The demo should feel like a working operating system, not a chatbot.

Each demo is useful by itself, but the real pitch is that they connect into a reviewed workflow for a medical aesthetics practice.

    Guardrails

      The right operating model is staff-reviewed automation.

      For a premium medical aesthetics practice, AI should move faster than manual work while still looking like a disciplined clinical business.

      Capture

      All leads, comments, reviews, consult forms, content sources, and photo assets enter a governed queue with source IDs.

      Draft

      AI drafts summaries, campaign variants, replies, reminders, and coordinator handoffs with source links and confidence notes.

      Review

      Staff or clinician approves anything patient-facing, PHI-bearing, testimonial-related, or clinically adjacent.

      Route

      Urgent symptoms, post-op concerns, angry reviews, contraindications, and pricing exceptions route to humans.

      Measure

      Dashboards show response speed, booking, consult conversion, no-shows, member behavior, retail attach, and content attribution.

      Govern

      Vendors, BAAs, consent scope, audit trails, retention, deletion, and model boundaries are tracked before expansion.

      The strongest AI pitch is explicit about what AI should not do.

      In aesthetics, trust is the asset. The demo should show restraint around patient media, reviews, clinical claims, tracking, and visual expectations.

      HIPAA and tracking

      PHI workflows require BAA-backed vendors, minimum necessary access, logging, deletion terms, and careful review of website tracking technology.

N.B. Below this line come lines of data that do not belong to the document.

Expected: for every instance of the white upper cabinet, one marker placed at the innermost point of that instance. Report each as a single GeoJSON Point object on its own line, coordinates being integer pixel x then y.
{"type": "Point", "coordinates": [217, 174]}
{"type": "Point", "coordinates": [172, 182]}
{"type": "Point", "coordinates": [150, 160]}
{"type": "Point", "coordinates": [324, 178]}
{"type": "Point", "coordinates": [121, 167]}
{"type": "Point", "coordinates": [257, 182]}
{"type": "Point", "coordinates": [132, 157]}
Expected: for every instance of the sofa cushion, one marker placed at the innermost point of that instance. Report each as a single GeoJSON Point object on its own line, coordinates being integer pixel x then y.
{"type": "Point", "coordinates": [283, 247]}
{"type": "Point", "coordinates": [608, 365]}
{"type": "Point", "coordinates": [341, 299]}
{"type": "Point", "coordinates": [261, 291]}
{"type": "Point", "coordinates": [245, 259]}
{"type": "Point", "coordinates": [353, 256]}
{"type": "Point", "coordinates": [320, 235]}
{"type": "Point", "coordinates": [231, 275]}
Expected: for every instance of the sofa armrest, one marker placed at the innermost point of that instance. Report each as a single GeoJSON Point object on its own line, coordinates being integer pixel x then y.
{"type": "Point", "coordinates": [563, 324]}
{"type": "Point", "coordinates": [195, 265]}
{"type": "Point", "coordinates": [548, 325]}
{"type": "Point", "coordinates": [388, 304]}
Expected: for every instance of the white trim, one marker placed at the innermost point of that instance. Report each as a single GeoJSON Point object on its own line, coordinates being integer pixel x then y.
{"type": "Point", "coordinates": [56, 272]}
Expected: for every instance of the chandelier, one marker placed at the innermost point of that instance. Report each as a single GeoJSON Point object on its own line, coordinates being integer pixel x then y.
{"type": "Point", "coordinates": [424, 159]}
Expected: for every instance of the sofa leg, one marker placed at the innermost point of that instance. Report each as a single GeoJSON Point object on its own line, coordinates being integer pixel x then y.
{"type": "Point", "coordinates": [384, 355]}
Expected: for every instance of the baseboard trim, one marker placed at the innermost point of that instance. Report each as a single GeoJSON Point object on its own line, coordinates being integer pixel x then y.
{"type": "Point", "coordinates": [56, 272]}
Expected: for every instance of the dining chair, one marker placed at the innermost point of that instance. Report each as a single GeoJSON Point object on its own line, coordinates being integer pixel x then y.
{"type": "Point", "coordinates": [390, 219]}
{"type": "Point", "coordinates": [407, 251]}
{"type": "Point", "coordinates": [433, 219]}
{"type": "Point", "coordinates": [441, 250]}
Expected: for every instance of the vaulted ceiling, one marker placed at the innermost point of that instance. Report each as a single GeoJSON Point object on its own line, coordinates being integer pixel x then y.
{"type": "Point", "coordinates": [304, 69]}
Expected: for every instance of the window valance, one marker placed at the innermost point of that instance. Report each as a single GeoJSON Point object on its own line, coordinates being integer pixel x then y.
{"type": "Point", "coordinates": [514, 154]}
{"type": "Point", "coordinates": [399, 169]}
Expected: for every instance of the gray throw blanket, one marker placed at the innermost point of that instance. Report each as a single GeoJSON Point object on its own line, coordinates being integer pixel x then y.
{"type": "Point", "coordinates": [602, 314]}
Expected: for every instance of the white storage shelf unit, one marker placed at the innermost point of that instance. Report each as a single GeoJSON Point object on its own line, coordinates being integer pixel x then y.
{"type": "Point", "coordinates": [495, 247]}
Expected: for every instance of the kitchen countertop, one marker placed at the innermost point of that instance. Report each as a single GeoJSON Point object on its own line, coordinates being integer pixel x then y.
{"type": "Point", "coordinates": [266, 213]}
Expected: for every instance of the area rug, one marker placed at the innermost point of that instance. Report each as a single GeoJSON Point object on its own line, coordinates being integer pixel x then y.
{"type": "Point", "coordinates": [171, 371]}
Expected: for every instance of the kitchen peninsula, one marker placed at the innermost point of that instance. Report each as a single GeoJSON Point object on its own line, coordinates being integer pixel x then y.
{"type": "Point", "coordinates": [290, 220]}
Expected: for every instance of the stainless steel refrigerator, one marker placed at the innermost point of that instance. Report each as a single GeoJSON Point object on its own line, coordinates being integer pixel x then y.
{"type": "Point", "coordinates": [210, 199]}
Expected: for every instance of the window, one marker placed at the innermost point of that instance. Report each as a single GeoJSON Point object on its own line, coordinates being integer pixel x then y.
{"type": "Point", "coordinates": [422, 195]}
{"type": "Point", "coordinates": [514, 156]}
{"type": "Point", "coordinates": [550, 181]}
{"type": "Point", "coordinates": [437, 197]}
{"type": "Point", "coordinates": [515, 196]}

      Before/after consent

      Before/after media and testimonials need usage-specific consent for website, social, ads, and internal review. AI should tag rights, not alter outcomes.

      FTC reviews

      No AI-generated patients, fake reviews, review gating, or PHI-bearing public review replies. Use AI for theme mining and reviewed response drafts.

      FDA and claims

      Device, laser, injectable, weight-loss, and skin claims need source-backed language and escalation when clinical risk appears.

      Visual simulation

      Park autonomous morphs, candidacy scoring, and outcome prediction until vendor validation, consent, and clinical review are clear.

      Brand voice

      Keep Raval's "less is more" natural-result positioning. Do not let AI turn premium restraint into volume marketing.

      Start with a 30-day reviewed pilot. Graduate to automation only after proof.

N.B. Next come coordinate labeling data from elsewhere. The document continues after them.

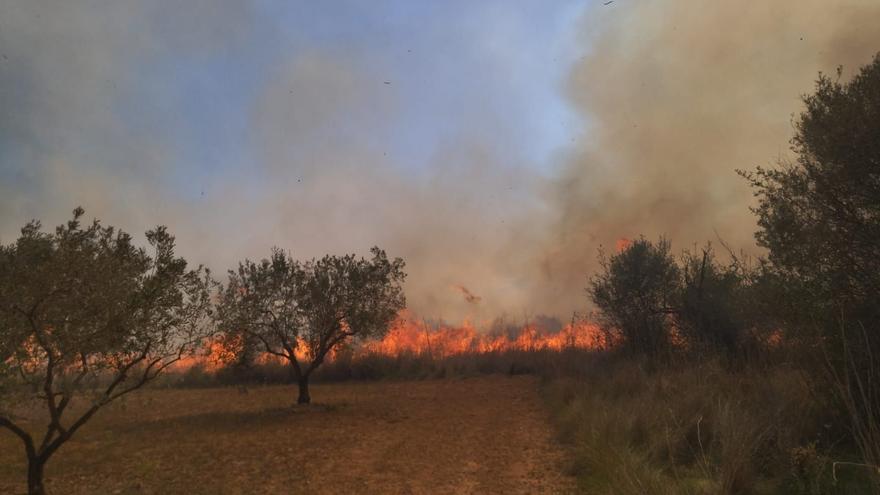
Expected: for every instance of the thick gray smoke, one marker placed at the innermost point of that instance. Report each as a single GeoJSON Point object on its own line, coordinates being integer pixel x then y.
{"type": "Point", "coordinates": [677, 95]}
{"type": "Point", "coordinates": [674, 96]}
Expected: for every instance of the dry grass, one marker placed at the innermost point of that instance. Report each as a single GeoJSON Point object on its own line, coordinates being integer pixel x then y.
{"type": "Point", "coordinates": [697, 429]}
{"type": "Point", "coordinates": [479, 435]}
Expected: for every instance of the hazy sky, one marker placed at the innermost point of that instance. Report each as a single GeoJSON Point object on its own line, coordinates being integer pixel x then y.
{"type": "Point", "coordinates": [494, 145]}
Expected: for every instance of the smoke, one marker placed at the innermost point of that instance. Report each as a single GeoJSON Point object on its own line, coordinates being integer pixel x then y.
{"type": "Point", "coordinates": [97, 111]}
{"type": "Point", "coordinates": [676, 96]}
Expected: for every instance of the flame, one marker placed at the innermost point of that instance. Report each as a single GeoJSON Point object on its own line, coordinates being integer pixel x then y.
{"type": "Point", "coordinates": [409, 336]}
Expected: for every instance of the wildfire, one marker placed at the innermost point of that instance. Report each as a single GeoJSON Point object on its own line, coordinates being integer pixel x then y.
{"type": "Point", "coordinates": [410, 335]}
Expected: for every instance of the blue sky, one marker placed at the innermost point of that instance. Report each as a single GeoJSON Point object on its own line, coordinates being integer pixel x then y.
{"type": "Point", "coordinates": [453, 68]}
{"type": "Point", "coordinates": [495, 144]}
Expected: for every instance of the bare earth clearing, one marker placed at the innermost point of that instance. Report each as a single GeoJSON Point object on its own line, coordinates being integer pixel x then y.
{"type": "Point", "coordinates": [477, 435]}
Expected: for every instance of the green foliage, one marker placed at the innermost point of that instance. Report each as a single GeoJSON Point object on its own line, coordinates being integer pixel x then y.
{"type": "Point", "coordinates": [820, 220]}
{"type": "Point", "coordinates": [84, 311]}
{"type": "Point", "coordinates": [301, 311]}
{"type": "Point", "coordinates": [634, 293]}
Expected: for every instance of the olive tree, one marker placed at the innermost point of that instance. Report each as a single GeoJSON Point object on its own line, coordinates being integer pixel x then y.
{"type": "Point", "coordinates": [301, 311]}
{"type": "Point", "coordinates": [87, 317]}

      The best first month is enough to show value without asking the practice to trust AI with clinical judgment.

      Baseline

      Pull 90 days of leads, booking outcomes, consult outcomes, cancellations, membership behavior, product sales, and content links.

      Content Ops

      Build a reviewed campaign from one high-signal Reel into captions, email, blog, FAQ, and consult-packet copy.

      Consult Prep

      Ship a synthetic pre-consult assistant plus intake summary workflow for staff review.

      Measure

      Measure response speed, draft approval, content cadence, lead-to-consult, consult-to-treatment, and membership conversion signals.

      Tonight's demo path: scorecard baseline -> Instagram intelligence -> benchmark gap -> one-Reel campaign -> guarded consult-prep mockup.

      Every visible benchmark has a source trail.

      Internal scrape stats are summarized without exposing local files. Public benchmarks point to their original pages or reports. The local Instagram scrape is refreshed through May 4 2026.

      Local Raval evidence

      • Internal Instagram export: 496 local metadata records from January 2022 through May 4 2026.
      • Internal media export: 1,434 downloaded local assets used for analysis.
      • AI analysis corpus: 496 Raval posts plus 93 benchmark posts.
      • ForumAI Raval content corpus: blogs, social posts, and emails.
      • Hosted version omits raw local files; source notes remain in the working folder.

      Practice and channel sources

      Caveats: local Instagram scrape is refreshed through May 4 2026 but does not expose a clean follower-count snapshot in the local export; patient media needs consent review before external use; benchmark read is category-learning only, not a full business-performance audit.